Following the announcement today, he commented: “From the word go, we were worried about all sorts of inaccuracies and issues with the application, and concerned about the impact on what is a very small rural community. That’s why we took it to the inspector. Now we’re in a position where another site at Tees Valley using this same technology has failed, and construction has come to a halt leaving the site, the jobs and the local area at risk.

“Despite that planners are still willing to go ahead here in Bilsthorpe, it makes no sense when you know for a fact that it isn’t working elsewhere. It is an experimental technology and it has failed. I’ll continue to support the residents against this plan, because it’s not right that this company is being allowed to continue their experiment on the people of Bilsthorpe.”

‘No examples’ of technology being successful

A spokesperson for the UK Without Incineration Network (UKWIN), which opposes all incineration, including the ‘troubled technologies of pyrolysis and gasification’, as it believes it ‘depresses recycling, destroys valuable resources and releases greenhouse gases’, added: “Peel and Waste2Tricity have acknowledged that the facility they are proposing for Bilsthorpe would use the same Westinghouse plasma gasification technology system and the same syngas cleaning process as was used at Air Products' failed Tees Valley gasification facilities.

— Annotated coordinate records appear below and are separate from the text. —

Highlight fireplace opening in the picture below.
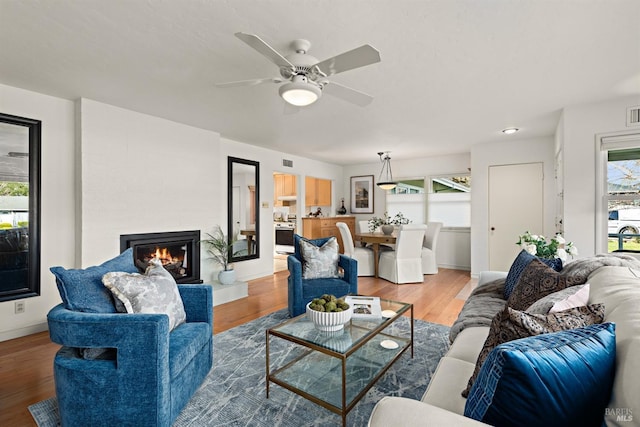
[120,230,202,283]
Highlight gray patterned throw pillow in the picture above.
[102,259,187,330]
[462,304,604,397]
[300,237,339,279]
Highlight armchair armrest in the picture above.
[47,304,169,369]
[178,285,213,326]
[338,255,358,293]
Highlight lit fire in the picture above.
[151,248,179,265]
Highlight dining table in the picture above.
[353,231,396,277]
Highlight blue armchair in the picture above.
[287,234,358,317]
[47,285,213,426]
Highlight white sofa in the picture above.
[369,266,640,427]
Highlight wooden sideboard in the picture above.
[302,216,356,253]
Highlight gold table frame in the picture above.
[266,299,414,426]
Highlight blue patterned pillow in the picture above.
[49,248,138,313]
[504,250,562,299]
[464,323,616,427]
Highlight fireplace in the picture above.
[120,230,202,283]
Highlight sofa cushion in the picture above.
[102,258,187,331]
[462,304,604,397]
[169,322,211,379]
[300,237,339,279]
[421,355,475,415]
[588,267,640,426]
[507,259,583,310]
[447,326,489,365]
[49,248,138,313]
[503,250,562,299]
[526,283,589,314]
[464,323,616,427]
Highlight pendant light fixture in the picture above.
[376,151,398,190]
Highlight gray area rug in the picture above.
[29,310,449,427]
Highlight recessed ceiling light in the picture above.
[502,128,520,135]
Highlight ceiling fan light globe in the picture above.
[279,80,322,107]
[377,182,398,190]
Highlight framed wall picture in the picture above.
[351,175,373,213]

“Despite what they would like investors to believe, there are no examples of the proposed technology configuration being used successfully on the proposed mixed waste feedstock anywhere in the world.

“Given that Peel and Waste2Tricity admit that they do not know what went so badly wrong at Tees Valley, it is difficult to imagine how they will learn any lessons from that billion-dollar failure. We are not reassured that the problems Air Products encountered and could not overcome at Tees Valley would be avoided at Bilsthorpe."